1.1 Definition of Microsystem, Vibrations and Dynamics

Microsystems or microelectromechanical systems (MEMS) are miniaturized devices with components measured in micrometers that perform micro- to nanometer scale electronic machine functions such as sensing and actuation. Typical microsystems have both mechanical and electrical parts, like read-write heads in computer storage devices, or bending cantilevers in atomic force microscopes [1–13].

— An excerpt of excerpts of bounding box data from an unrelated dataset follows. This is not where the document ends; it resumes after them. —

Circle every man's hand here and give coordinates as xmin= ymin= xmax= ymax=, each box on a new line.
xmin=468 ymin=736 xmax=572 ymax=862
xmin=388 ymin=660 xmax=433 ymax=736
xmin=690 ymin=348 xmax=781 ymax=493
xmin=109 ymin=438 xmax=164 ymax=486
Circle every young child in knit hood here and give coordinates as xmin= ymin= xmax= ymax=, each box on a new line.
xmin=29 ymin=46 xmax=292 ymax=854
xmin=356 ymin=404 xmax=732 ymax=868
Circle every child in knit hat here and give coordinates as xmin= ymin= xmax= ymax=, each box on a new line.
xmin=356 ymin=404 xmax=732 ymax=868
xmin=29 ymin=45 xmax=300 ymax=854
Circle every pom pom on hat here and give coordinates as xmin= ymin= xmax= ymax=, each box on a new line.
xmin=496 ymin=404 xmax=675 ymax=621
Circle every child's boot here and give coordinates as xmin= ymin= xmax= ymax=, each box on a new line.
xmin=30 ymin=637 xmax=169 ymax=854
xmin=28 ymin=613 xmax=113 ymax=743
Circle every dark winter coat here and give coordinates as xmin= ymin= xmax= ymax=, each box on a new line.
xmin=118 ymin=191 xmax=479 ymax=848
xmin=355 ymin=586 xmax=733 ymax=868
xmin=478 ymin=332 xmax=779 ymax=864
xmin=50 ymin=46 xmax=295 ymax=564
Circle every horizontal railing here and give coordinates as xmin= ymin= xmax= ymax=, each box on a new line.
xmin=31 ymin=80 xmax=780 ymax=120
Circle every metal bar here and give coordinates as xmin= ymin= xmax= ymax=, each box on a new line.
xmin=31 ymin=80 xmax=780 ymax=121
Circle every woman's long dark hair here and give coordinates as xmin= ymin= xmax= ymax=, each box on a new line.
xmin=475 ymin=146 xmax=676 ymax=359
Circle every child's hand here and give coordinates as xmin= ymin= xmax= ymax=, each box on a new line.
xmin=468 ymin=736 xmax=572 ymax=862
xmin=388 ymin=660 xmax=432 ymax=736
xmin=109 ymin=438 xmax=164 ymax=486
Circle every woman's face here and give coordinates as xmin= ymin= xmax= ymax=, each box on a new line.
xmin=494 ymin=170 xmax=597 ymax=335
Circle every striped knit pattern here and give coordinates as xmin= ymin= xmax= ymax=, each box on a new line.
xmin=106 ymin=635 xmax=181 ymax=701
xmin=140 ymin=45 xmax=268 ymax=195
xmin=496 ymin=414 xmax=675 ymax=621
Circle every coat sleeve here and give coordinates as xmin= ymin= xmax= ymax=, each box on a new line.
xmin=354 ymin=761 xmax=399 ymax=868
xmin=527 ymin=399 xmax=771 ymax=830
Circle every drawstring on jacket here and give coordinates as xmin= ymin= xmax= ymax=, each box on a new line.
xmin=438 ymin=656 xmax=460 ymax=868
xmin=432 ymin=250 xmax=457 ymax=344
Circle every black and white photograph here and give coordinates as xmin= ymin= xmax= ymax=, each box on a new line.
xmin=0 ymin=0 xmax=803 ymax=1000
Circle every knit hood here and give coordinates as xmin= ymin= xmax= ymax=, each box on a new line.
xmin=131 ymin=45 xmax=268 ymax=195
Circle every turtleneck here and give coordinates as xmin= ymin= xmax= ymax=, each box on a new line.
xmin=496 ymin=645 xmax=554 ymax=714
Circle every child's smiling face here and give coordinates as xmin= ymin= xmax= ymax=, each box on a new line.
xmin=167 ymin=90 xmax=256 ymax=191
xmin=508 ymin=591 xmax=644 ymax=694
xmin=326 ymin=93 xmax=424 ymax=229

Vibration studies the oscillatory motion of an object around an equilibrium point and the forces associated with it. The oscillations may be periodic or random. The associated forces may be linear or nonlinear. Vibration is usually detrimental, and occasionally “desirable” for engineering systems. Dynamics studies the movement of systems of interconnected bodies under the action of external forces. For rigid-body dynamics, the moving bodies are assumed to be rigid, which simplifies the analysis by reducing the parameters that describe the configuration of the system to the translation and rotation of reference frames attached to each body. The dynamics of a rigid body system are defined by its equations of motion, which are derived using either Newton–Euler equations or Lagrangian equations. The dynamics of a flexible body system or structural dynamics have general dynamical equations of motions, including stress and strain relations.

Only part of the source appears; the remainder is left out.